Ante este escenario, representantes empresariales consideran necesario buscar mecanismos alternativos que permitan aliviar la carga financiera derivada de los impagos.
Según recoge El País, un portavoz de la Plataforma de Afectados por los Impagos del Gobierno Cubano, integrada dentro de Foment del Treball, planteó que una posible vía de solución podría ser el aprovechamiento de los programas de conversión de deuda promovidos por el Gobierno español.

El representante empresarial sostuvo que, dadas las actuales condiciones económicas de la isla, resulta poco probable que nuevas inversiones privadas lleguen a Cuba en el corto plazo.
«En las condiciones económicas actuales ninguna empresa está dispuesta a invertir nuevos recursos en Cuba.
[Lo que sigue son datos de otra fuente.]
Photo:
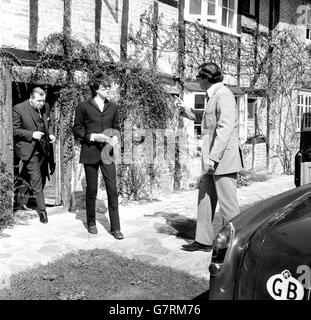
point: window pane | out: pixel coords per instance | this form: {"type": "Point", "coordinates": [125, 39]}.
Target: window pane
{"type": "Point", "coordinates": [252, 7]}
{"type": "Point", "coordinates": [230, 22]}
{"type": "Point", "coordinates": [211, 10]}
{"type": "Point", "coordinates": [224, 17]}
{"type": "Point", "coordinates": [195, 6]}
{"type": "Point", "coordinates": [197, 130]}
{"type": "Point", "coordinates": [199, 101]}
{"type": "Point", "coordinates": [231, 4]}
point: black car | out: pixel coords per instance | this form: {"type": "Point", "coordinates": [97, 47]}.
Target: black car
{"type": "Point", "coordinates": [265, 252]}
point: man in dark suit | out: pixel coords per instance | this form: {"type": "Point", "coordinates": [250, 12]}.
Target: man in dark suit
{"type": "Point", "coordinates": [32, 144]}
{"type": "Point", "coordinates": [221, 154]}
{"type": "Point", "coordinates": [96, 125]}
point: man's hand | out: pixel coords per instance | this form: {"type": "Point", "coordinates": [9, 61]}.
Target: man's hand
{"type": "Point", "coordinates": [179, 104]}
{"type": "Point", "coordinates": [37, 135]}
{"type": "Point", "coordinates": [113, 141]}
{"type": "Point", "coordinates": [100, 137]}
{"type": "Point", "coordinates": [210, 167]}
{"type": "Point", "coordinates": [52, 138]}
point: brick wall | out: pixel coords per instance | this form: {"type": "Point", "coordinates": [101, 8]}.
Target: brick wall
{"type": "Point", "coordinates": [14, 23]}
{"type": "Point", "coordinates": [50, 18]}
{"type": "Point", "coordinates": [111, 24]}
{"type": "Point", "coordinates": [259, 155]}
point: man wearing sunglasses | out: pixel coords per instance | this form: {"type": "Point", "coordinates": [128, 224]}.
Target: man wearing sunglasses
{"type": "Point", "coordinates": [96, 126]}
{"type": "Point", "coordinates": [221, 154]}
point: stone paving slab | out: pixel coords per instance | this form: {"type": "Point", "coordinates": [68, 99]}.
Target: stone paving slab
{"type": "Point", "coordinates": [153, 232]}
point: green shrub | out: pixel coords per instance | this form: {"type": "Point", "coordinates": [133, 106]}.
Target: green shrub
{"type": "Point", "coordinates": [6, 196]}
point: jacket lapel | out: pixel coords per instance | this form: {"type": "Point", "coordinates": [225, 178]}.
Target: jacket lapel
{"type": "Point", "coordinates": [106, 106]}
{"type": "Point", "coordinates": [32, 111]}
{"type": "Point", "coordinates": [94, 104]}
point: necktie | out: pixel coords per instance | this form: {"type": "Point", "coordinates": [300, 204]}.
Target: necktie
{"type": "Point", "coordinates": [206, 97]}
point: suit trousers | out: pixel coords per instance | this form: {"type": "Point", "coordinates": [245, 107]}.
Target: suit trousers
{"type": "Point", "coordinates": [213, 188]}
{"type": "Point", "coordinates": [34, 173]}
{"type": "Point", "coordinates": [109, 175]}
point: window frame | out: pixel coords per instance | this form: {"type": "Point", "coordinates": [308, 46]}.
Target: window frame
{"type": "Point", "coordinates": [195, 125]}
{"type": "Point", "coordinates": [242, 9]}
{"type": "Point", "coordinates": [205, 19]}
{"type": "Point", "coordinates": [308, 24]}
{"type": "Point", "coordinates": [303, 105]}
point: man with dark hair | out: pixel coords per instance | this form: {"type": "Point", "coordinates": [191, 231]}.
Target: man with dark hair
{"type": "Point", "coordinates": [96, 125]}
{"type": "Point", "coordinates": [32, 145]}
{"type": "Point", "coordinates": [221, 154]}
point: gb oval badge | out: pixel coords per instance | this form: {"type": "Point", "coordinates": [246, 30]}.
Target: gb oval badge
{"type": "Point", "coordinates": [285, 287]}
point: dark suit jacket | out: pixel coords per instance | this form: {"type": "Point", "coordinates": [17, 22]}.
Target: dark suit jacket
{"type": "Point", "coordinates": [89, 119]}
{"type": "Point", "coordinates": [24, 124]}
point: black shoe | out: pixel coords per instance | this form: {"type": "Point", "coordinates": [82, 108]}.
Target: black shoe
{"type": "Point", "coordinates": [92, 229]}
{"type": "Point", "coordinates": [22, 208]}
{"type": "Point", "coordinates": [117, 234]}
{"type": "Point", "coordinates": [43, 216]}
{"type": "Point", "coordinates": [197, 246]}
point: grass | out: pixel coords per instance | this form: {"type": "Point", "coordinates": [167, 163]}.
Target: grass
{"type": "Point", "coordinates": [101, 275]}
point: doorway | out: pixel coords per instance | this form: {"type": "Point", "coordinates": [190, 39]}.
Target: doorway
{"type": "Point", "coordinates": [21, 92]}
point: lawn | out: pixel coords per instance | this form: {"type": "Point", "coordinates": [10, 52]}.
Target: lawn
{"type": "Point", "coordinates": [101, 275]}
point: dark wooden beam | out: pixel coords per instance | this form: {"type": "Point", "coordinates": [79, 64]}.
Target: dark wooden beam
{"type": "Point", "coordinates": [155, 18]}
{"type": "Point", "coordinates": [172, 3]}
{"type": "Point", "coordinates": [33, 24]}
{"type": "Point", "coordinates": [98, 19]}
{"type": "Point", "coordinates": [124, 31]}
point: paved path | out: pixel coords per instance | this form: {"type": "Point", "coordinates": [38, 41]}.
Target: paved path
{"type": "Point", "coordinates": [154, 232]}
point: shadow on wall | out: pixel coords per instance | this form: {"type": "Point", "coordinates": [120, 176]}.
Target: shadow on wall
{"type": "Point", "coordinates": [181, 226]}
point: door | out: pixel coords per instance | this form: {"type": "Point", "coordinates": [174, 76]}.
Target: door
{"type": "Point", "coordinates": [21, 92]}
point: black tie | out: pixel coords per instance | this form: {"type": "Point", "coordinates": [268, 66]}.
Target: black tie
{"type": "Point", "coordinates": [206, 97]}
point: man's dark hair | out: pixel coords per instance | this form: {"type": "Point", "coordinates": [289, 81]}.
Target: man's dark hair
{"type": "Point", "coordinates": [210, 71]}
{"type": "Point", "coordinates": [38, 90]}
{"type": "Point", "coordinates": [99, 78]}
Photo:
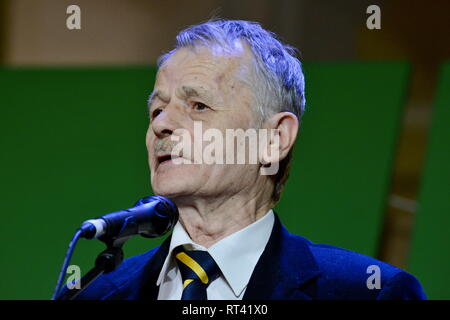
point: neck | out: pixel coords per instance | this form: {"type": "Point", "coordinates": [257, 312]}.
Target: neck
{"type": "Point", "coordinates": [209, 220]}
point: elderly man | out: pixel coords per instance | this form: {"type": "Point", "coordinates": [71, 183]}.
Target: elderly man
{"type": "Point", "coordinates": [228, 242]}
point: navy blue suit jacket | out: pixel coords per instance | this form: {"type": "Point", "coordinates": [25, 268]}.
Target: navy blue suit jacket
{"type": "Point", "coordinates": [291, 267]}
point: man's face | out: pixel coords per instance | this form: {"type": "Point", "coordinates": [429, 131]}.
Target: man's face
{"type": "Point", "coordinates": [201, 86]}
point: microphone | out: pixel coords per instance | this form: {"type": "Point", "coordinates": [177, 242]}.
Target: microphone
{"type": "Point", "coordinates": [150, 217]}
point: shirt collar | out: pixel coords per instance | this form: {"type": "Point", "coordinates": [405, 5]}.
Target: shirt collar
{"type": "Point", "coordinates": [236, 255]}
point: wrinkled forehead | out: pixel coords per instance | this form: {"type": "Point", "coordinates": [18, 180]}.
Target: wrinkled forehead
{"type": "Point", "coordinates": [212, 62]}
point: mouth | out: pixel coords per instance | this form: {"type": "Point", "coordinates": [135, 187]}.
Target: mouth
{"type": "Point", "coordinates": [164, 159]}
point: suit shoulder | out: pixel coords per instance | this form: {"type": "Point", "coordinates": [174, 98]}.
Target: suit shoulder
{"type": "Point", "coordinates": [107, 284]}
{"type": "Point", "coordinates": [345, 274]}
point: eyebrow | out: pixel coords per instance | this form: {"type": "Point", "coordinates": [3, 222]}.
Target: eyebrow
{"type": "Point", "coordinates": [198, 92]}
{"type": "Point", "coordinates": [157, 94]}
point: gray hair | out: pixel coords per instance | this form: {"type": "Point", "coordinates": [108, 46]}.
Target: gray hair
{"type": "Point", "coordinates": [280, 83]}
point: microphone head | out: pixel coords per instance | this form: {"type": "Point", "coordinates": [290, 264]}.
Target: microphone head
{"type": "Point", "coordinates": [164, 218]}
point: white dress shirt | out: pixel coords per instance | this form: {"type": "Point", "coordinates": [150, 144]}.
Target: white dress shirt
{"type": "Point", "coordinates": [236, 255]}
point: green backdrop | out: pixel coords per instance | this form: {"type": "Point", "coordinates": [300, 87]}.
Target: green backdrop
{"type": "Point", "coordinates": [430, 250]}
{"type": "Point", "coordinates": [73, 147]}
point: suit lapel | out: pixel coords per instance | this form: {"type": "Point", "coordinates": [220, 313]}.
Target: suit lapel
{"type": "Point", "coordinates": [284, 269]}
{"type": "Point", "coordinates": [149, 290]}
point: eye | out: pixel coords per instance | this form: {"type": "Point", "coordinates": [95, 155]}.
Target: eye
{"type": "Point", "coordinates": [200, 106]}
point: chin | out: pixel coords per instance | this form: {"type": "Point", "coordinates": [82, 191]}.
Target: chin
{"type": "Point", "coordinates": [173, 183]}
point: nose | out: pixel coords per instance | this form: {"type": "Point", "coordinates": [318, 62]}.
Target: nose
{"type": "Point", "coordinates": [167, 121]}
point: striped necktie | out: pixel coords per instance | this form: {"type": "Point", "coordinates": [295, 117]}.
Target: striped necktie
{"type": "Point", "coordinates": [198, 269]}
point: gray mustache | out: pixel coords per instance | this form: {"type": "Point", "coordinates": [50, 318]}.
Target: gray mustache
{"type": "Point", "coordinates": [164, 146]}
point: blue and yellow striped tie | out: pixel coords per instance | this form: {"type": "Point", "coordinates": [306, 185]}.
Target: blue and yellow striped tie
{"type": "Point", "coordinates": [198, 269]}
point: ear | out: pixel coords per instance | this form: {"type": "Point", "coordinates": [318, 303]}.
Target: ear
{"type": "Point", "coordinates": [285, 125]}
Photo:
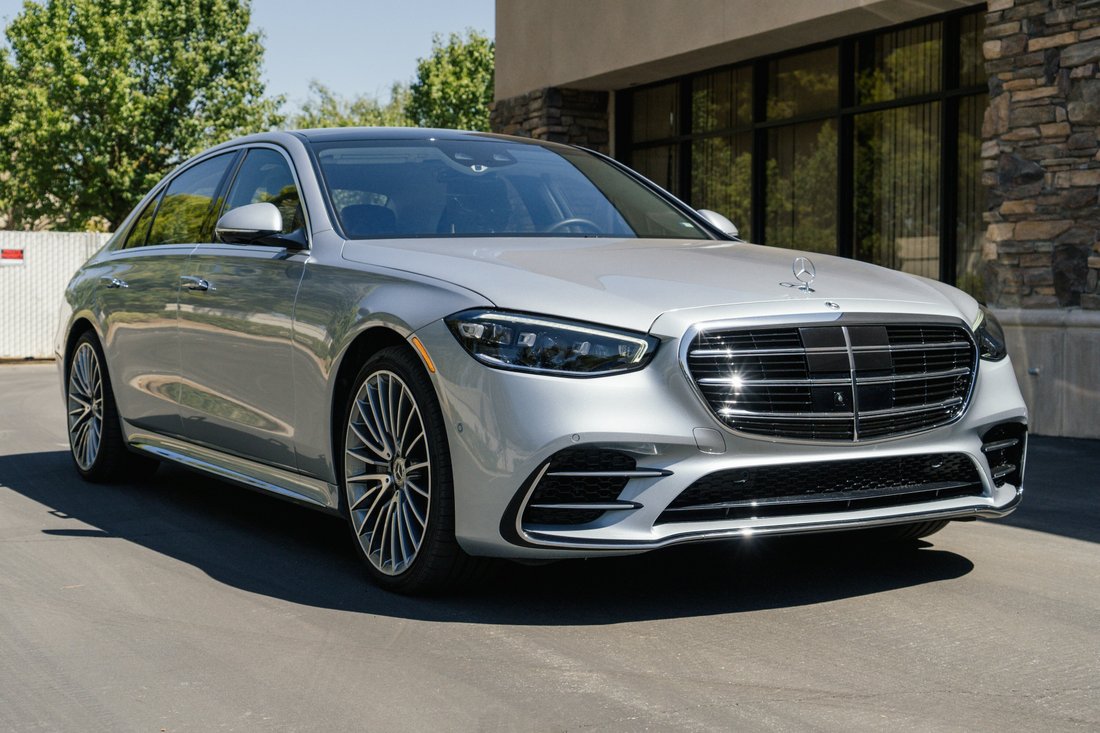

Sin embargo, sería muy importante que esos fondos se destinaran a reducir la deuda con las compañías acreedoras, especialmente porque muchas de ellas suministran alimentos, medicamentos y vacunas a millones de personas que podrían verse afectadas por una crisis humanitaria sin precedentes en el archipiélago», afirmó.
En julio del pasado año, el Gobierno de España puso en marcha un Programa de Conversión de Deuda que contempla la utilización de hasta 375 millones de euros para financiar proyectos en Cuba.
La iniciativa fue presentada como una herramienta destinada a reorganizar obligaciones financieras pendientes y fortalecer la cooperación económica bilateral. Sin embargo, según denuncian diversos empresarios afectados, hasta el momento el programa no ha logrado resolver los problemas de liquidez ni reducir significativamente el volumen de deuda acumulada por las autoridades cubanas con las compañías españolas.